PF_VCPU is only a hint whether the target vcpu is executing the guest.
If preemption is off or !s390, PF_VCPU means that the target vcpu is running
and can't be preempted.

Although for preemption on and s390, this statement is false. Therefore this
check is not always right.

> 2. whether it helps for any future usages of yield_to against current
> sole usage of virtualization.
> 
> 
> 
Thanks for your test!

--
To unsubscribe from this list: send the line "unsubscribe kvm" in
the body of a message to majordomo@vger.kernel.org
More majordomo info at  http://vger.kernel.org/majordomo-info.html
Paolo Bonzini Dec. 3, 2014, 12:53 p.m. UTC | #8
On 28/11/2014 12:40, Raghavendra K T wrote:
> I am seeing very small improvement in <= 1x commit cases
> and for >1x overcommit, a very slight regression. But considering the
> test environment noises, I do not see much effect from the
> patch.

I think these results are the only one that could be statisically significant:

                   base     %stdev      patched     %stdev    %improvement
kernbench 1x    53.1421     2.3086      54.6671     2.9673      -2.86966
dbench    1x  6386.4737     1.0487    6703.9113     1.2298       4.97047

and, of course :) one of them says things get worse and the other
says things get better.

Paolo

> But I admit, I have not explored deeply about,
> 1. assumption of preempted approximately equals PF_VCPU case logic,
> 2. whether it helps for any future usages of yield_to against current
> sole usage of virtualization.
> 
> 
> 
--
To unsubscribe from this list: send the line "unsubscribe kvm" in
the body of a message to majordomo@vger.kernel.org
More majordomo info at  http://vger.kernel.org/majordomo-info.html
Paolo Bonzini Dec. 3, 2014, 1:02 p.m.

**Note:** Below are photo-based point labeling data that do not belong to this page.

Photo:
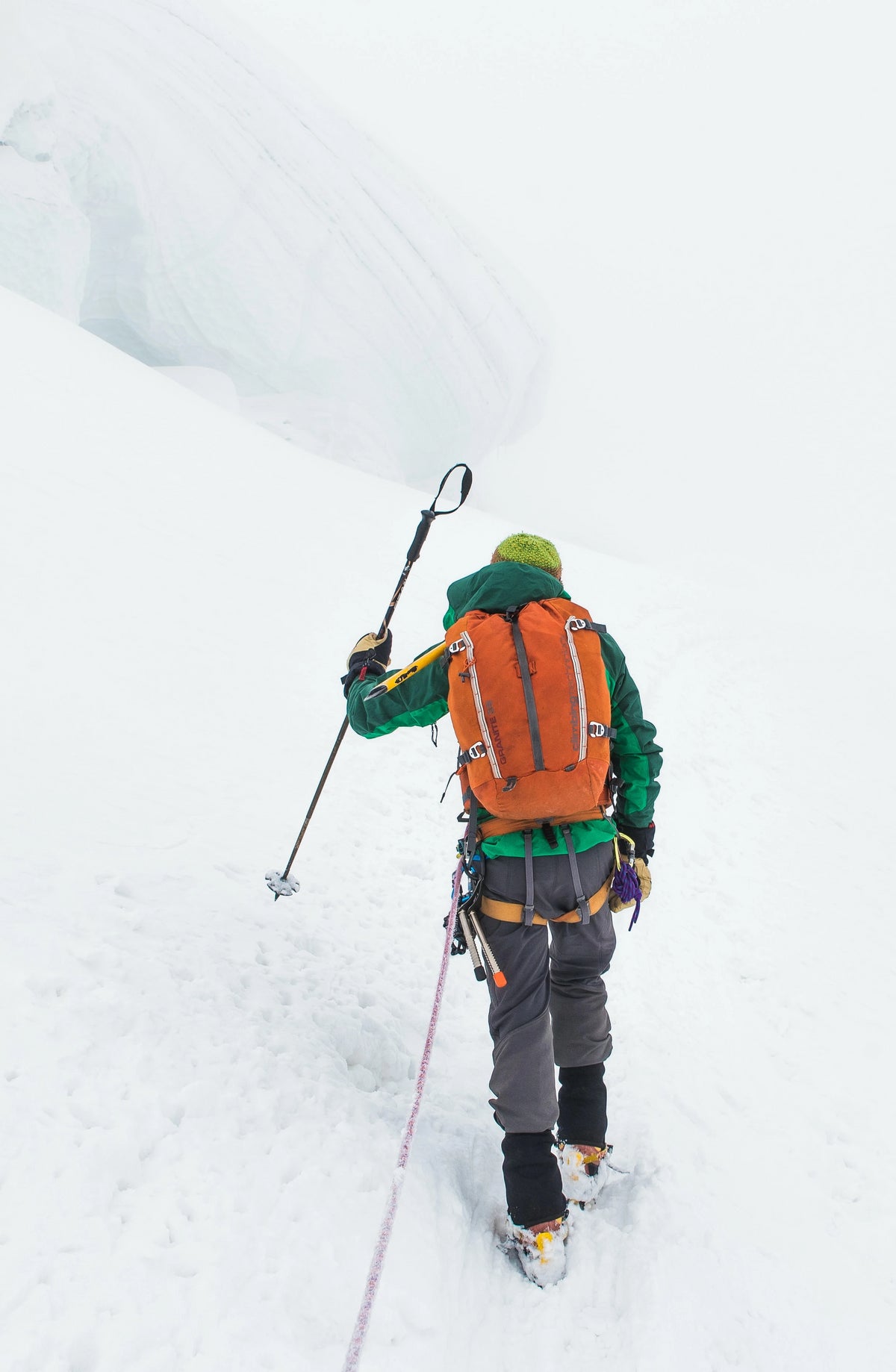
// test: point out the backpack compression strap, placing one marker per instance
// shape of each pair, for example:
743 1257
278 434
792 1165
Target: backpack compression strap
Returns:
532 714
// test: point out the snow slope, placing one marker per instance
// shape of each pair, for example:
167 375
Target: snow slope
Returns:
186 194
203 1092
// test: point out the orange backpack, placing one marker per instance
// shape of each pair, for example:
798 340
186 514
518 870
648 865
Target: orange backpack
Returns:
530 705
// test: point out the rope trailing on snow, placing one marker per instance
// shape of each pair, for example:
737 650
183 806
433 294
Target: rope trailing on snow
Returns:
391 1205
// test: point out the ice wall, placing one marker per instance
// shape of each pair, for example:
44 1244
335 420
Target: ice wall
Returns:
188 198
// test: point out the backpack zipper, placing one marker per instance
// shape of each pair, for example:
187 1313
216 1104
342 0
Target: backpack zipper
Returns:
481 712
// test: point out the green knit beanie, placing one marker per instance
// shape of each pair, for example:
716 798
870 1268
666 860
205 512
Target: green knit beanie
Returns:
529 548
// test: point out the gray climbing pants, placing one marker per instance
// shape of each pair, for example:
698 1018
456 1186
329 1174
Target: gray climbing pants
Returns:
553 1008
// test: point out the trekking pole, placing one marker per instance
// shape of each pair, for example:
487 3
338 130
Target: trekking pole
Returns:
283 884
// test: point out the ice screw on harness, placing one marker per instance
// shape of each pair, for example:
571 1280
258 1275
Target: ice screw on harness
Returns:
280 882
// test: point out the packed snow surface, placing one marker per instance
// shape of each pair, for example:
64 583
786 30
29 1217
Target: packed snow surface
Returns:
184 194
203 1091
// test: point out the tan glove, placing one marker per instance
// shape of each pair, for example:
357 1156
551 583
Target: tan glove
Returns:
368 645
370 658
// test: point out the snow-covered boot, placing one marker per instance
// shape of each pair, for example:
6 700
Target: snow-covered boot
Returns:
541 1249
583 1170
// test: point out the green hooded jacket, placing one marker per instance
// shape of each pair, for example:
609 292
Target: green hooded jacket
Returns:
423 700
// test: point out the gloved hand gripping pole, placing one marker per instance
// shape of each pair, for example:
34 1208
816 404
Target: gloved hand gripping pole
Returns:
283 884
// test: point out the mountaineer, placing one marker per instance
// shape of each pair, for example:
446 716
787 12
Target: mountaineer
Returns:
552 737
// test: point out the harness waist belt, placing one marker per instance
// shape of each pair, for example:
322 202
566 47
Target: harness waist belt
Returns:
514 914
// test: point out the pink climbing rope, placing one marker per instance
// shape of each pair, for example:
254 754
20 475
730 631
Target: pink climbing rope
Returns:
391 1205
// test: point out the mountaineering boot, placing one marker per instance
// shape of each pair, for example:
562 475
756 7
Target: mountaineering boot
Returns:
540 1249
583 1169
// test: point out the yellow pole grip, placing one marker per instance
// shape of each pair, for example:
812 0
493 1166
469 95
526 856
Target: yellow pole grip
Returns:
406 673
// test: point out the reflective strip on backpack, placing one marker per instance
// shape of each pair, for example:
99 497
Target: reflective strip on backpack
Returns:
573 623
529 696
481 714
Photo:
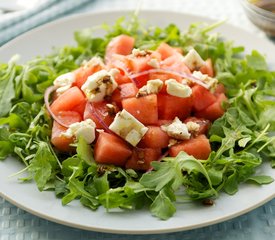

UTC | #9
On 25/11/2014 17:04, David Hildenbrand wrote:
> As some architectures (e.g. s390) can't disable preemption while
> entering/leaving the guest, they won't receive the yield in all situations.
> 
> kvm_enter_guest() has to be called with preemption_disabled and will set
> PF_VCPU. After that point e.g. s390 reenables preemption and starts to execute the
> guest. The thread might therefore be scheduled out between kvm_enter_guest() and
> kvm_exit_guest(), resulting in PF_VCPU being set but not being run.
> 
> Please note that preemption has to stay enabled in order to correctly process
> page faults on s390.
> 
> Current code takes PF_VCPU as a hint that the VCPU thread is running and
> therefore needs no yield. yield_to() checks whether the target thread is running,
> so let's use the inbuilt functionality to make it independent of PF_VCPU and
> preemption.
> 
> Signed-off-by: David Hildenbrand <dahi@linux.vnet.ibm.com>
> ---
>  virt/kvm/kvm_main.c | 4 ----
>  1 file changed, 4 deletions(-)
> 
> diff --git a/virt/kvm/kvm_main.c b/virt/kvm/kvm_main.c
> index 5b45330..184f52e 100644
> --- a/virt/kvm/kvm_main.c
> +++ b/virt/kvm/kvm_main.c
> @@ -1782,10 +1782,6 @@ int kvm_vcpu_yield_to(struct kvm_vcpu *target)
>  	rcu_read_unlock();
>  	if (!task)
>  		return ret;
> -	if (task->flags & PF_VCPU) {
> -		put_task_struct(task);
> -		return ret;
> -	}
>  	ret = yield_to(task, 1);
>  	put_task_struct(task);
>  
> 

Applied with a rewritten commit message:

KVM: don't check for PF_VCPU when yielding

kvm_enter_guest() has to be called with preemption disabled and will
set PF_VCPU.  Current code takes PF_VCPU as a hint that the VCPU thread
is running and therefore needs no yield.

However, the check on PF_VCPU is wrong on s390, where preemption
has to stay enabled on s390 in order to correctly process page faults.
Thus, s390 reenables preemption and starts to execute the guest.
The thread might be scheduled out between kvm_enter_guest() and
kvm_exit_guest(), resulting in PF_VCPU being set but not being run.
When this happens, the opportunity for directed yield is missed.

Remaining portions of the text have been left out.